The atrocities of the Holocaust should not be thought of as distant memories, but as urgent lessons to be applied to modern examples of dehumanisation, academics urged yesterday on Holocaust Memorial Day.

“The Holocaust is a watershed in history: it marked a turning point when people started thinking more seriously about xenophobia, discrimination and human rights in general,” said Ruth Farrugia, director general of the President’s Foundation for the Wellbeing of Society.

“This is about every minority group that needs protection. We cannot afford to just sit back and not say anything; today is an opportunity to remember the terrible results when people did just that.”

Yesterday’s memorial event at Verdala Palace marked 71 years since the liberation of Auschwitz concentration camp, where some 1.5 million people were killed as part of a genocide that took the lives of six million Jews across Europe, alongside countless members of other minorities.

The event brought together students from Maltese Sixth Forms and the Renzo Levi Jewish high school in Italy for workshops with local experts on interfaith dialogue, verbal violence and discrimination.

Conclusions from the workshops were later presented in front of an audience including several government ministers, faith leaders from the local Jewish, Muslim, and Christian communities, ambassadors, and academics.

“The Holocaust is the ultimate example of dehumanisation, but other examples persist, such as refugee drownings in the Mediterranean,” participants said in an outcome document. “We must overcome tendencies towards dehumanisation through dialogue and by finding ways of developing the wellbeing of groups and individuals in society.”

Maria Pisani, director of Integra Foundation, who led one of the workshops, said remembering the Holocaust was “useless” if humankind did not learn from its darkest chapter.

“The students spoke about the importance of dialogue, of listening, of getting to know individuals rather than stereotypes, and of breaking through those stereotypes,” she said. “That dialogue isn’t easy, but it’s something that needs to be done.”

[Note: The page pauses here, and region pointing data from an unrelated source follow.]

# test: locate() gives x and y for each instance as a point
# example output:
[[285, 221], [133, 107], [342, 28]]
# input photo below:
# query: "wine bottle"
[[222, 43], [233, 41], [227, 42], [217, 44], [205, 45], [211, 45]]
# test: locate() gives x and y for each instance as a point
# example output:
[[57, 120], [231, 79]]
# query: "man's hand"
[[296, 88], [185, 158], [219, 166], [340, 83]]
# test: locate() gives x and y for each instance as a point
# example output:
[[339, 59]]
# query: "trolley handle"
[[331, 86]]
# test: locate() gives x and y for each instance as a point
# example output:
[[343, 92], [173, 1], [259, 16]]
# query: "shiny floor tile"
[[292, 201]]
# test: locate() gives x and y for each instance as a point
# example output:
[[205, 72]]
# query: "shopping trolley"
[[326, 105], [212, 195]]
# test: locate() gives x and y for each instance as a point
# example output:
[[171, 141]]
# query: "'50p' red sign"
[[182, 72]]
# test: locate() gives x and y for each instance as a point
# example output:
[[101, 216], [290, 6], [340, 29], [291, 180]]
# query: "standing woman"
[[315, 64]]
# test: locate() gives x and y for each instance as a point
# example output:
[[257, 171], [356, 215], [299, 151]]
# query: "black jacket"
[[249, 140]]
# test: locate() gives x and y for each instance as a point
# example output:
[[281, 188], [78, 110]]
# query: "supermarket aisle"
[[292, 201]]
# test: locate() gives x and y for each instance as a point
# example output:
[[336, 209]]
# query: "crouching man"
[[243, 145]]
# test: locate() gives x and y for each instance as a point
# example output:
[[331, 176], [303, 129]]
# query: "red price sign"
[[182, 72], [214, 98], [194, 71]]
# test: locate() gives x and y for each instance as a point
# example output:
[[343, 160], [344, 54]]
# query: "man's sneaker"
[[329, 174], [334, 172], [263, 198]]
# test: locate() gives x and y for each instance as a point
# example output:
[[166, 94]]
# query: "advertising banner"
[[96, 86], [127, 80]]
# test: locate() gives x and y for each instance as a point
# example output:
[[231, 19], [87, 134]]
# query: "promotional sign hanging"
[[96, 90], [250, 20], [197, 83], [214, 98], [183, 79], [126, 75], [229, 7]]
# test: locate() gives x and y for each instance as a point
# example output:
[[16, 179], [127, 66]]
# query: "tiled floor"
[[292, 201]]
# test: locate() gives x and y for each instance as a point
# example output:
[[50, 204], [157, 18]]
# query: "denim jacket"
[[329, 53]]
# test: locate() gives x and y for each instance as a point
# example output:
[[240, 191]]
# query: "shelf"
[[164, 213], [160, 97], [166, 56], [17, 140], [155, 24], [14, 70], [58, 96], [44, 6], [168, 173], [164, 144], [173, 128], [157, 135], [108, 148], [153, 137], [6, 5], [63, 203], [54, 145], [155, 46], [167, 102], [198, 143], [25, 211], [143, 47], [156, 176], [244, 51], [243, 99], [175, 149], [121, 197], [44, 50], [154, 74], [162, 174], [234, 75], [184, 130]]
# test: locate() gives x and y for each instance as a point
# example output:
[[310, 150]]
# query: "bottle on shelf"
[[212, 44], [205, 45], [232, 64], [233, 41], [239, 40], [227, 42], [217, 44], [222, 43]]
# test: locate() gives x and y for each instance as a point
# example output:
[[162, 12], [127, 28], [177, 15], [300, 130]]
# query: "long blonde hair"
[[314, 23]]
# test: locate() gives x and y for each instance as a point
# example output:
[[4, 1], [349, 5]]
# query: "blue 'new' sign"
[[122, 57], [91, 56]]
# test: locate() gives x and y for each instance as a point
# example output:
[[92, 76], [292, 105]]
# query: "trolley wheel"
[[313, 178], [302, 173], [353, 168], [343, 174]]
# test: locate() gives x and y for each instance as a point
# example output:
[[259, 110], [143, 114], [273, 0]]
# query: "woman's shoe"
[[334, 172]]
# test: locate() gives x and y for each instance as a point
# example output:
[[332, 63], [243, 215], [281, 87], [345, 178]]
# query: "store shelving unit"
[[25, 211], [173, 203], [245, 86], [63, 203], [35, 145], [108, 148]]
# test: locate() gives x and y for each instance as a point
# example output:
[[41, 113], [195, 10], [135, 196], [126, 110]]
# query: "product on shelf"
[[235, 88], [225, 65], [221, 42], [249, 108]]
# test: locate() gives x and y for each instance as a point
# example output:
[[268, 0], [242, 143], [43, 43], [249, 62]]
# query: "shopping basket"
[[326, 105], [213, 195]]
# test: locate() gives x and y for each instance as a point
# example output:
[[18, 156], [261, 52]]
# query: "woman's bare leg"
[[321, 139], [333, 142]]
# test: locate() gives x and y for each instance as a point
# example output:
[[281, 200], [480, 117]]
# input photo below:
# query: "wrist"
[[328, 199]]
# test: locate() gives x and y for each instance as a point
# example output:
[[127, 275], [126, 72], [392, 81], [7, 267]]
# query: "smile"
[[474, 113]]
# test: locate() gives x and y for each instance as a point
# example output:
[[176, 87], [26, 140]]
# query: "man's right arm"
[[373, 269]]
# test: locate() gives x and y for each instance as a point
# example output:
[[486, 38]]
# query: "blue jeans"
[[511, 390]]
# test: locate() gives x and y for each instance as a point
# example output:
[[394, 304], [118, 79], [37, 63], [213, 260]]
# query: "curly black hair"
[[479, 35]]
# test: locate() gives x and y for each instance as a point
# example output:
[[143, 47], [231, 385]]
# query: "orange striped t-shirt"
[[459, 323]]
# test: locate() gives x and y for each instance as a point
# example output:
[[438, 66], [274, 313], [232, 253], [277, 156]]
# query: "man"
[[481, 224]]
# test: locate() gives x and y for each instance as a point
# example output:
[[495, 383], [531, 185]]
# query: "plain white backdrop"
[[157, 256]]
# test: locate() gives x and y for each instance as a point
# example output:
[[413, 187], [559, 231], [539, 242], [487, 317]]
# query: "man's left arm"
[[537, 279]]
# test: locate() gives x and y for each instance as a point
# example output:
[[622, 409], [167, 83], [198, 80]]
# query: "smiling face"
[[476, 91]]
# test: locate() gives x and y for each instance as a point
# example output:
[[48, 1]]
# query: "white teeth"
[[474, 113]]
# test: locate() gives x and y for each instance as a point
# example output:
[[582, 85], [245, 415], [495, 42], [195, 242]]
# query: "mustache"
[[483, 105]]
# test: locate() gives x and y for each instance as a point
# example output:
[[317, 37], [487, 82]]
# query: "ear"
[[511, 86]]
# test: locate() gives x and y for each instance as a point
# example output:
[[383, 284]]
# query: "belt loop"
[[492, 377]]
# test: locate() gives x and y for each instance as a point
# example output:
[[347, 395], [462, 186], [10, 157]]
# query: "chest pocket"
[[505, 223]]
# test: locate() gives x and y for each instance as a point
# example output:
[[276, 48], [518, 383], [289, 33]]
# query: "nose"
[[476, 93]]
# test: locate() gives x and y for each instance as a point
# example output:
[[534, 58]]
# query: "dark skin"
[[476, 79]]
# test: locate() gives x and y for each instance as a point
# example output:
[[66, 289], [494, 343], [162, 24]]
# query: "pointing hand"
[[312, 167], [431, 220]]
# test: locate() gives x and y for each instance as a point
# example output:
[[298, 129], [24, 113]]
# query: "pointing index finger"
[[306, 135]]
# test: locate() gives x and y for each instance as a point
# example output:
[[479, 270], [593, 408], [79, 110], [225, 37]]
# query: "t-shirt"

Ruben Zarfati, one of the teenage participants from the Renzo Levi Jewish high school, said he was moved by the opportunity to share understanding of the Holocaust with Maltese students.

“Today, the situation for us is still not very good,” he said. “We are regularly the victims of terrorism and other attacks. People have to understand that the Holocaust is something that can sadly be repeated.

“The only way to prevent it is to understand that we are all the same and to fight those who try to divide us.”

Addressing participants at the close of the event, President Marie-Louise Coleiro Preca called for people to speak out against bigotry and hatred wherever they encountered it.

“Genocide does not take place in isolation. It is part of a steady process that begins where discrimination, racism, xenophobia and hatred are allowed to grow,” Ms Coleiro Preca said.

“The Holocaust and subsequent genocides took place because of an insidious silence that allowed persecution to build momentum; discrimination has not ended, nor have we heard the last of the language of hatred and exclusion.”